Competitive intelligence about your market's marketing used to require guesswork or paid tools. Now it's a public library, free to anyone willing to look, showing you your competitors' offers, positioning, and likely winners. The owners who use it operate with a clear picture of the landscape they're competing in; the ones who don't are guessing at strategies that are sitting in plain sight. Spend the afternoon, read what your market is actually being shown, and turn your competitors' published strategies into your own informed advantage.

Frequently asked questions

What is the Meta Ad Library?

It's a publicly available, searchable archive of ads running across Meta's platforms. Anyone can look up the active ads a business is running, which makes it a free window into competitors' current offers, creative, and positioning — information that used to require guesswork or paid tools.

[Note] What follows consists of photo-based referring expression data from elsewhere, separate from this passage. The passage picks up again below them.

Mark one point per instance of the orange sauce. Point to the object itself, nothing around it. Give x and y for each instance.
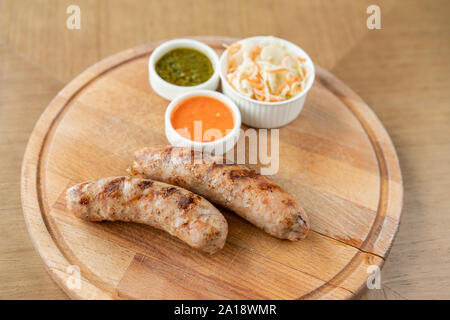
(202, 119)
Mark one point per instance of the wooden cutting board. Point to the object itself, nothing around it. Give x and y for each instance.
(335, 158)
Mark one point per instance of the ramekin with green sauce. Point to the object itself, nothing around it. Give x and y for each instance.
(183, 65)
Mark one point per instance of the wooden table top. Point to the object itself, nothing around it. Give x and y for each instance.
(401, 71)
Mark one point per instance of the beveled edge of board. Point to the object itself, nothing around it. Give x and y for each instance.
(54, 259)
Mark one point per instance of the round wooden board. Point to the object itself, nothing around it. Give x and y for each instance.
(335, 158)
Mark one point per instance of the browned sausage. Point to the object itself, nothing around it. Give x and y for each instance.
(238, 188)
(181, 213)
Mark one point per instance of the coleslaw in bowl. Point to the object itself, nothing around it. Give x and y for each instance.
(268, 78)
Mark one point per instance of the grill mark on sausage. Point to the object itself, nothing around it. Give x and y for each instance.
(166, 192)
(299, 217)
(267, 186)
(111, 189)
(188, 202)
(242, 173)
(84, 201)
(176, 181)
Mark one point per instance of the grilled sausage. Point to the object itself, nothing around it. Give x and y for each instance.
(238, 188)
(181, 213)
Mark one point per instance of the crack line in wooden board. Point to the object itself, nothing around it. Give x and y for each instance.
(142, 253)
(347, 244)
(349, 267)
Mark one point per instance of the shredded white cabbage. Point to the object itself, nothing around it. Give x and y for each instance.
(265, 70)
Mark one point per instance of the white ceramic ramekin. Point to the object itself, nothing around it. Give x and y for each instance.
(261, 114)
(217, 147)
(170, 91)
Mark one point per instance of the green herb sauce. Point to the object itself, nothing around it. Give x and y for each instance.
(184, 67)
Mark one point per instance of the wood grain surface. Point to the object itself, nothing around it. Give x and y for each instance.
(401, 71)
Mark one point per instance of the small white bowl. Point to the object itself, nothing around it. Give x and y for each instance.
(261, 114)
(170, 91)
(217, 147)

What can I learn from competitors' ads?

Their current offers and promotions, how they position and price (where shown), which services they're pushing, the creative and messaging they're testing, and how long ads have been running — which hints at what's working for them. It's competitive intelligence about strategy, not just tactics.

How does a long-running ad signal what's working?

Businesses tend to keep running ads that perform and cut ones that don't, so an ad that's been live for a long time is often one that's converting. Spotting your competitors' long-running ads points you toward offers and messaging that are likely working in your shared market.

Is using the Ad Library ethical and allowed?

Yes — it's a public transparency tool provided by the platform specifically to make advertising visible. Reviewing publicly available competitor ads is standard, legitimate competitive research, distinct from anything covert or improper.